As it is, I didn’t learn much since then. I’m just not really good about that. But I do appreciate the work they do. It’s purposefully invisible and makes other people’s work shine: the voice actors, the composers and musicians, the scenic atmosphere… I don’t have what it takes to talk meaningfully about sound design, but it’s certainly good to remember the job from time to time. It’s not a job that gives you fame, but the anime we like so much would be a so much poorer experience, if they did a bad job.
I’m a lot like you, I can sense something is great about the experience but I have a very though time pinpointing it, especially when it comes to sound design.
“the sound of cicadas”
*Higurashi flashbacks intensifies*
Honestly though, I think I mentioned it in one of my evangelion posts but I somehow found those rather still frames in the anime okay to watch cause the background noises and effects just made it feel like I was just staring blankly and absorbing the surroundings.
Well, I guess what we mean when we say that slice of life has no plot is just that it isn’t the main point.

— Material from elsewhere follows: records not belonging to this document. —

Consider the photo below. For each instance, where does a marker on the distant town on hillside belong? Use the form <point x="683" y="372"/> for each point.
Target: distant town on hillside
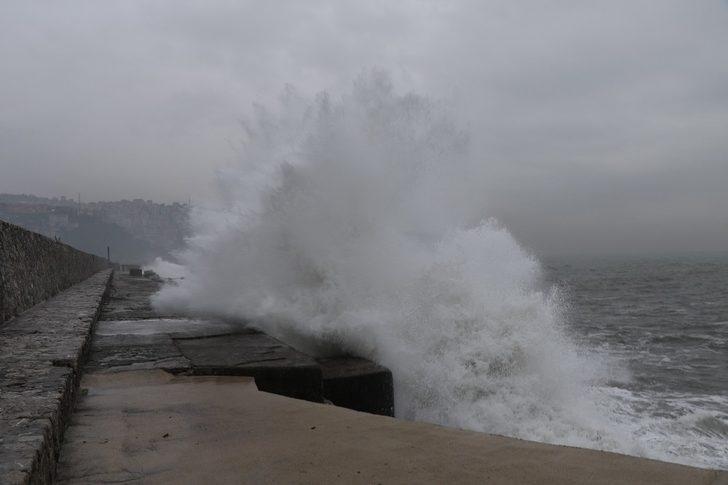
<point x="135" y="231"/>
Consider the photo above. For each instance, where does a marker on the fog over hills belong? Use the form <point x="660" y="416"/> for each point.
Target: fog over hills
<point x="136" y="231"/>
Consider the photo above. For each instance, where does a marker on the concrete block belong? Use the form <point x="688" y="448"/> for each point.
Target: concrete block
<point x="358" y="384"/>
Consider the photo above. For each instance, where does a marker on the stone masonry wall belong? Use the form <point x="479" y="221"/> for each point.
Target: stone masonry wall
<point x="33" y="268"/>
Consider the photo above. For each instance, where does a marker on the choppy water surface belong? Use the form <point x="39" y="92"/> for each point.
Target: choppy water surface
<point x="665" y="320"/>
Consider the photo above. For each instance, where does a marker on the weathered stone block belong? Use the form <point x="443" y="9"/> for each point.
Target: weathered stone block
<point x="358" y="384"/>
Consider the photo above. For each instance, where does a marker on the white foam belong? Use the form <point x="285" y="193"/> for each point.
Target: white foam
<point x="359" y="224"/>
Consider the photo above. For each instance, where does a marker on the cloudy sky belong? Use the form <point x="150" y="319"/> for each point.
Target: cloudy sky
<point x="604" y="124"/>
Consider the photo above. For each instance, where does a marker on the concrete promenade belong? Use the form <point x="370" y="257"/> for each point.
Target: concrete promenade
<point x="165" y="399"/>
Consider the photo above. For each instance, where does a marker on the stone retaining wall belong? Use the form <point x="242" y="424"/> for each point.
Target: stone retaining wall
<point x="33" y="268"/>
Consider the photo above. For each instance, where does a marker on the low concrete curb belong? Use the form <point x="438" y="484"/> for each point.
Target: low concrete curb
<point x="42" y="352"/>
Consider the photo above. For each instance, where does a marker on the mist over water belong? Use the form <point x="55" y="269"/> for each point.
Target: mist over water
<point x="357" y="225"/>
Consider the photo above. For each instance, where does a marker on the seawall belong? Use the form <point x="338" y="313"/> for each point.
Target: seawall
<point x="33" y="268"/>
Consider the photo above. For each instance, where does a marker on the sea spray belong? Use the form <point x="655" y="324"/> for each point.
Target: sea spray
<point x="359" y="224"/>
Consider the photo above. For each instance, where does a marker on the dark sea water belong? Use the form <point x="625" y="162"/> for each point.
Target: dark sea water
<point x="664" y="322"/>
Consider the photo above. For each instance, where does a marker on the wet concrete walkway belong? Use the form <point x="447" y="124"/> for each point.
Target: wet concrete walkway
<point x="162" y="403"/>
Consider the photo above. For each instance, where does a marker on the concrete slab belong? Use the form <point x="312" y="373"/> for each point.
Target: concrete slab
<point x="151" y="427"/>
<point x="115" y="353"/>
<point x="358" y="384"/>
<point x="175" y="327"/>
<point x="276" y="367"/>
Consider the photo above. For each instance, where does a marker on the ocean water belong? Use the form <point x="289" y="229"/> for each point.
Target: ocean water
<point x="359" y="224"/>
<point x="664" y="321"/>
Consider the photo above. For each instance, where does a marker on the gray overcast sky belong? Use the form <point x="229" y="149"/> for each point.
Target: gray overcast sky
<point x="604" y="124"/>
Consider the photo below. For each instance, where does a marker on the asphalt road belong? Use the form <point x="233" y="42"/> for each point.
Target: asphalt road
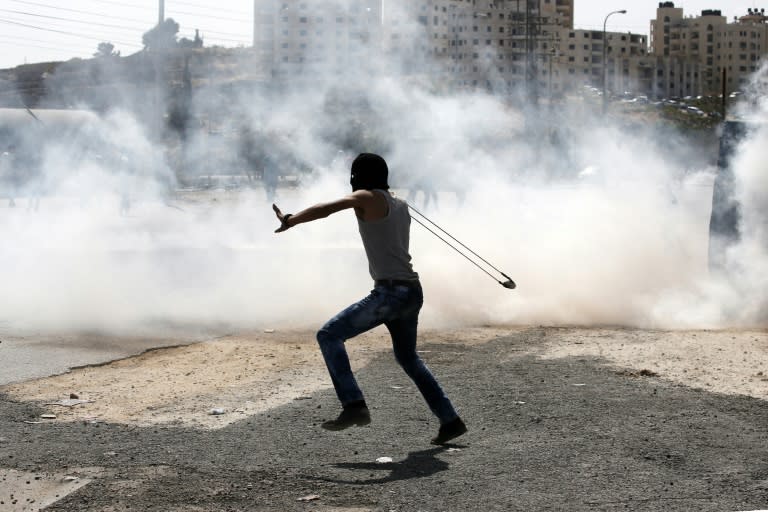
<point x="570" y="434"/>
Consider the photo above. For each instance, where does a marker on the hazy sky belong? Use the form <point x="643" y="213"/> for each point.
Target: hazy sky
<point x="43" y="30"/>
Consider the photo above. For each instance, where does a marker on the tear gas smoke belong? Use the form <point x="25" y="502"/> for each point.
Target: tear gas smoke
<point x="598" y="221"/>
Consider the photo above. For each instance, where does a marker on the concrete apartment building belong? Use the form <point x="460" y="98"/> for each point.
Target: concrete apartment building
<point x="705" y="54"/>
<point x="306" y="39"/>
<point x="508" y="47"/>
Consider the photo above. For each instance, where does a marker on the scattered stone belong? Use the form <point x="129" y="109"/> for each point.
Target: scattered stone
<point x="70" y="402"/>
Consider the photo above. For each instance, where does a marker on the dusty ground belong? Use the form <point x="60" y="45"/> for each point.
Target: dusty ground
<point x="598" y="419"/>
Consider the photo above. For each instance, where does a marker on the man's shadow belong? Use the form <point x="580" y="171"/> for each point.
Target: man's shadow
<point x="416" y="465"/>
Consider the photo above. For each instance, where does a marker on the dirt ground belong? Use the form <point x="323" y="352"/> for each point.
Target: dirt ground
<point x="559" y="418"/>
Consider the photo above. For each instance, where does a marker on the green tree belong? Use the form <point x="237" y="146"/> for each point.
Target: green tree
<point x="106" y="49"/>
<point x="162" y="36"/>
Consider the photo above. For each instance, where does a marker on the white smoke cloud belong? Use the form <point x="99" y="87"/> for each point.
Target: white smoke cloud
<point x="597" y="222"/>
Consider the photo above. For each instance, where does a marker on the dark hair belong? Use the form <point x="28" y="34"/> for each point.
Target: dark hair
<point x="369" y="171"/>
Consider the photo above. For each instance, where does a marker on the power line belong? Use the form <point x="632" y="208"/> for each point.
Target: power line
<point x="121" y="27"/>
<point x="90" y="13"/>
<point x="100" y="39"/>
<point x="133" y="35"/>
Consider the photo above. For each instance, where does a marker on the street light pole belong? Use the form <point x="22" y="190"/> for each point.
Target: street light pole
<point x="605" y="57"/>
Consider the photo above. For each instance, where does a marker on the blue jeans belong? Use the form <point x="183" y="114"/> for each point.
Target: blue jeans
<point x="397" y="307"/>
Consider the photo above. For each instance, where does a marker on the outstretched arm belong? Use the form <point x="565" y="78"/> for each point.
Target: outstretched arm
<point x="361" y="199"/>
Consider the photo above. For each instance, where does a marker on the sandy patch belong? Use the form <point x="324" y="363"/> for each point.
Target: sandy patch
<point x="249" y="373"/>
<point x="732" y="361"/>
<point x="207" y="385"/>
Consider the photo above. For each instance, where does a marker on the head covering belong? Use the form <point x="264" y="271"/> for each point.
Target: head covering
<point x="369" y="171"/>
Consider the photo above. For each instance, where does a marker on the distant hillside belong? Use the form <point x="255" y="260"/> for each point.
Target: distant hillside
<point x="98" y="83"/>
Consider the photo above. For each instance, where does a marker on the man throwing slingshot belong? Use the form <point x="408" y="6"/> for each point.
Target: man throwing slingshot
<point x="395" y="301"/>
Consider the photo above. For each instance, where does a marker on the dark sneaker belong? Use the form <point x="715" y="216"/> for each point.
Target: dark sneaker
<point x="349" y="416"/>
<point x="450" y="431"/>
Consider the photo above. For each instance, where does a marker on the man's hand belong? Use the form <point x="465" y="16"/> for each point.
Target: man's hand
<point x="282" y="218"/>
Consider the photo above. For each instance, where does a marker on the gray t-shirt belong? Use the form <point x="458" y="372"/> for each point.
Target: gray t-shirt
<point x="386" y="241"/>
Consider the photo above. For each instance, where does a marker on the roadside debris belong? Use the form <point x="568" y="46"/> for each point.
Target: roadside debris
<point x="70" y="402"/>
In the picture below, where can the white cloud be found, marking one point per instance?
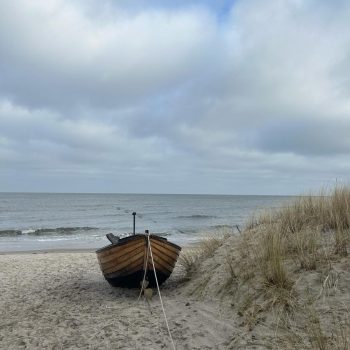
(256, 99)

Slice of life is all about the fun interactions between characters and depending on the existence of the drama tag, some internal conflicts.
Talk about backgrounds without talking about Makoto Shinkai?! O.O
I saw your name in theatres which is great but also means I didn’t get screencaps and have a chance to really pour over backgrounds. But I know little shoka was really into the backgrounds in that movie.
Oh he was another blogger who was absolutely enamoured with the art of your name.